Make no mistake about Toney's intentions: He's in the UFC for the money, and whatever he's getting is more than he would have received in the boxing world.

Of course, Toney's arrival in the UFC won't answer the boxing vs. MMA question because Toney is too old.

Toney is no longer the world-class boxer he once was, and so even if he was taking his training for MMA 100 percent seriously, boxing would be wronged if any Toney losses in MMA are seen as proof of the superiority of MMA over boxing.

Yet despite Toney's age and declining skills, he's still got far better boxing skills than the average MMA fighter, so if some MMA fighter decides to throw down with Toney and gets knocked out, I won't be surprised in the least.

If that happens, we shouldn't take it as proof that boxing is better than MMA.

Above anything else, no single victory should say anything decisive about the comparison between sports.

Ray Mercer beat former UFC Champion Tim Sylvia, but lost to Kimbo Slice in an MMA fight. We would be horribly and tragically mistaken to conclude that the best MMA credentials belong to those who are "street certified."

Ultimately, because of his age and the huge holes that Toney will currently have in his MMA game, he won't ever be a true contender.

Even on his feet, the addition of clinches, kicks, and the threat of takedowns are going to make Toney's striking less-effective, so that while Toney might even be able to win a few fights, somebody will eventually capitalize on Toney's weaknesses.

The boxing vs. MMA debate won't be settled to the satisfaction of many any time soon, and the only way I could see great boxers going into MMA in their primes is if MMA eventually becomes more lucrative than boxing.

There are, however, some interesting and reasonable questions to put forth concerning Toney's foray into MMA .

Reasonable Questions About James Toney's Future in MMA

1. Will the media still see Toney's MMA career as important in the boxing vs. MMA debate?

In reality, Toney's foray into MMA will prove nothing, but it wouldn't surprise me if some guys in the mainstream media go out and make some ridiculous statements like "boxing is dead" or "MMA loses to boxing" depending on the outcome of Toney fights.

2. Will Toney's move into MMA help draw Pay Per View buys?

Ultimately, Toney isn't going to be either the savior or the destroyer of MMA, but I'm interested in seeing if he can bring in any boxing fans, or if they will ignore him now that he's no longer a relevant boxer and is competing in a different sport.

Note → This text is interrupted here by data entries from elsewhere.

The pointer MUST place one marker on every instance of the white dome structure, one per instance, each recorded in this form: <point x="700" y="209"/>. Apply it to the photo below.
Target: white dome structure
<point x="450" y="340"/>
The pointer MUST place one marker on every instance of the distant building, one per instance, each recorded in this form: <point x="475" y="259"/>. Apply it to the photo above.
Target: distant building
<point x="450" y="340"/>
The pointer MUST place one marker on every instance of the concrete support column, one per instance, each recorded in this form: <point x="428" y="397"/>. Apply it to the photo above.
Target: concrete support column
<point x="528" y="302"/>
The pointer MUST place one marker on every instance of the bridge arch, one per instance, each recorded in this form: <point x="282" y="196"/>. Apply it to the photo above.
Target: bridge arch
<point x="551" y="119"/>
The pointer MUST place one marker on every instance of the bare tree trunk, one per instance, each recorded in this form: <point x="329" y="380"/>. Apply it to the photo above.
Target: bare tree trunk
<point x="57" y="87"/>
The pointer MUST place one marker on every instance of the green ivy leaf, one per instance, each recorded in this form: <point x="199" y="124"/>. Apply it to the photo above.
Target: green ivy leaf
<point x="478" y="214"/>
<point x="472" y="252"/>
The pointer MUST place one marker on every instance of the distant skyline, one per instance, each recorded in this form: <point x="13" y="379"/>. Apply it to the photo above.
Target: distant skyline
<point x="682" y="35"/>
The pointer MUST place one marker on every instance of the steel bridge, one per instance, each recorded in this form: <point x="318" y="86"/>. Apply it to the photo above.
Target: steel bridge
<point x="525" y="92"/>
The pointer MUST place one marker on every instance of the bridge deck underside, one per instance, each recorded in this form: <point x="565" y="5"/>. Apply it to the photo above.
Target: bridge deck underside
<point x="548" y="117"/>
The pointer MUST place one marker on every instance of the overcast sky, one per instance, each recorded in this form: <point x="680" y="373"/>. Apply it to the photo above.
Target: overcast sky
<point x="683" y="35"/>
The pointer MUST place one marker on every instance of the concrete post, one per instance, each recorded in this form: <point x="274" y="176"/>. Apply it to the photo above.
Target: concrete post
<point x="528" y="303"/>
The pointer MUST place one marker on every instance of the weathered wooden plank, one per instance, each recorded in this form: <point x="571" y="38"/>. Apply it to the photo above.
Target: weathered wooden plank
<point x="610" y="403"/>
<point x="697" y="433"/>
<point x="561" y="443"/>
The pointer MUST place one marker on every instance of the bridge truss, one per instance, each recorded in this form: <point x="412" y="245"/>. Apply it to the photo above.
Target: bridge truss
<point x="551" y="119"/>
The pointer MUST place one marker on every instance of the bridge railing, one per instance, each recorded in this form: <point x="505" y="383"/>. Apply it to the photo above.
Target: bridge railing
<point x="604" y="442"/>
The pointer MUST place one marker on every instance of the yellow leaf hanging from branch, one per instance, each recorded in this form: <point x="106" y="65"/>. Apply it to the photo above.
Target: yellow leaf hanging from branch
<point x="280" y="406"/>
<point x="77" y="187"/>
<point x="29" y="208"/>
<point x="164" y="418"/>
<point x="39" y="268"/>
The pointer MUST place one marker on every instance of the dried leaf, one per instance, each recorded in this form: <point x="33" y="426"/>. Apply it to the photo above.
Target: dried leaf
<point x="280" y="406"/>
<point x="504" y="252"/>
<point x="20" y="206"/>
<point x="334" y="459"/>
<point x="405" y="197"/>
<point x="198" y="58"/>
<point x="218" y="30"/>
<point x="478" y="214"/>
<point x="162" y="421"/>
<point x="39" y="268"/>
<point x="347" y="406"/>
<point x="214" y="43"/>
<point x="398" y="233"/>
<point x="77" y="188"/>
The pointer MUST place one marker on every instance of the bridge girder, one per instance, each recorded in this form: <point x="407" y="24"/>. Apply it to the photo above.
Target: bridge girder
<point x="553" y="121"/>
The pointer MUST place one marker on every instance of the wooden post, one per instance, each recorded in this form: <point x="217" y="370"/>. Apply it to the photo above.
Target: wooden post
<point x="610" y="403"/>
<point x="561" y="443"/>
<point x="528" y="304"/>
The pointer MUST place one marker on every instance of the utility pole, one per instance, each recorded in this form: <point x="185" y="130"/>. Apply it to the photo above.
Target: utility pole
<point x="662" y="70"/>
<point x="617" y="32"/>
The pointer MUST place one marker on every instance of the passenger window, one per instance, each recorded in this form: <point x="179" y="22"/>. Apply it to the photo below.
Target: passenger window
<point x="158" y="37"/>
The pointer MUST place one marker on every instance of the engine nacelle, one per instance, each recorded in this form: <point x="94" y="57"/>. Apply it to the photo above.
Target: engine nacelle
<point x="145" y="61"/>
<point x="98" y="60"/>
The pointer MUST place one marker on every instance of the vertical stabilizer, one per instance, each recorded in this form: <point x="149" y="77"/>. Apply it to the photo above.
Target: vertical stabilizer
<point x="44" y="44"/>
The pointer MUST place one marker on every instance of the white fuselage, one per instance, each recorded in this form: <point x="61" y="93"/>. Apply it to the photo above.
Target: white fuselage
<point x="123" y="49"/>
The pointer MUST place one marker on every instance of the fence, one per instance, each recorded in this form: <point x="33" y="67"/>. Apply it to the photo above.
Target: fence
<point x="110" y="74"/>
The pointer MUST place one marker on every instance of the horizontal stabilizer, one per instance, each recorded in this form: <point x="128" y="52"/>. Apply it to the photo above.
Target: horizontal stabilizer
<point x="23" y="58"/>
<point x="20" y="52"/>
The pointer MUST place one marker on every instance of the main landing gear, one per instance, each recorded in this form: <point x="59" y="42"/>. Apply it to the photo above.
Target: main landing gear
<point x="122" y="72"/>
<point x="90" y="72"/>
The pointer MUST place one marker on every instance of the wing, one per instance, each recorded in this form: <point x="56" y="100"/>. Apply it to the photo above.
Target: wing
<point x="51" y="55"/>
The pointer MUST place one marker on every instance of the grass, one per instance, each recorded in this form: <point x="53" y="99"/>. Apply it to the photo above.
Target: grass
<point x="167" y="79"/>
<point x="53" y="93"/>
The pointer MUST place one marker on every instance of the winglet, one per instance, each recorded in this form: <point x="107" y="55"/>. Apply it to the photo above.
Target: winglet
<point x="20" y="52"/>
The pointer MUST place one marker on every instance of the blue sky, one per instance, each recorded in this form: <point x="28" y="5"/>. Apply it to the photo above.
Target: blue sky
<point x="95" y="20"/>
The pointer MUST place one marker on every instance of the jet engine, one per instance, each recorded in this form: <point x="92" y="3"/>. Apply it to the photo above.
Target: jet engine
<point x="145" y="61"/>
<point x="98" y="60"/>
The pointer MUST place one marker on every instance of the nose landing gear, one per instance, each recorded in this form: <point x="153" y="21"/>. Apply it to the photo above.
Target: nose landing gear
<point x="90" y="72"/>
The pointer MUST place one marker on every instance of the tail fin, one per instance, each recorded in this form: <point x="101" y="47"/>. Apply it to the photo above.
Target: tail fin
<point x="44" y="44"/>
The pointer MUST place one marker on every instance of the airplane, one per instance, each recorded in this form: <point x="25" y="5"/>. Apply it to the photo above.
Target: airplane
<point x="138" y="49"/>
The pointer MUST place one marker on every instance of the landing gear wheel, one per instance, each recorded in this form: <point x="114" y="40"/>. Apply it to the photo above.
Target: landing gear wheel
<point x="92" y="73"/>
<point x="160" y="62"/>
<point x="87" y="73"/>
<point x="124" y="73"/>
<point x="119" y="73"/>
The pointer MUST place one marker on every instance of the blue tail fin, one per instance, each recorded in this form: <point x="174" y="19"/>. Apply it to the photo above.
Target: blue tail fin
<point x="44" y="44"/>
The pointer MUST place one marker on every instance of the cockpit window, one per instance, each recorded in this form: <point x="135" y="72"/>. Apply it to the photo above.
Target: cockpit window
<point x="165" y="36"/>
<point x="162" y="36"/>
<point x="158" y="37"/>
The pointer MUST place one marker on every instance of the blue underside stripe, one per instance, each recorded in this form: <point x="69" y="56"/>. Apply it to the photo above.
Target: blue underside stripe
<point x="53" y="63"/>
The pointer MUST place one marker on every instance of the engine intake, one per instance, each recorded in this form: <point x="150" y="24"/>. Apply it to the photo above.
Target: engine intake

3. Will Toney take his MMA training seriously?

Maybe Toney really wants to try to go on a bit of a run, but maybe he's just in the UFC to cash in a quick paycheck.

Furthermore, while Juanito Ibarra is credited with helping Quinton Jackson, I can't help feeling that he's absolutely the wrong trainer to be preparing Toney for the kicks, wrestling, and submissions that he's likely to endure in MMA.

4. Who will the UFC put against James Toney ?

If the UFC wants to keep Toney around, there are guys in the world who are willing to go in there and get knocked out, or in the case of Greg Nagy, get mauled around for 12 minutes by a superior athlete.

I'm interested in seeing what kind of opponent the UFC will put against Toney , and whether the UFC would rather put Toney in against a contender, or if they think it's a better move to give him an easier initial opponent.

5. At what weight will Toney be fighting?

Toney once fought at a bloated 237 lbs, but it might be wise for him to drop some weight and fight at 205 lbs, or possibly even 185 lbs.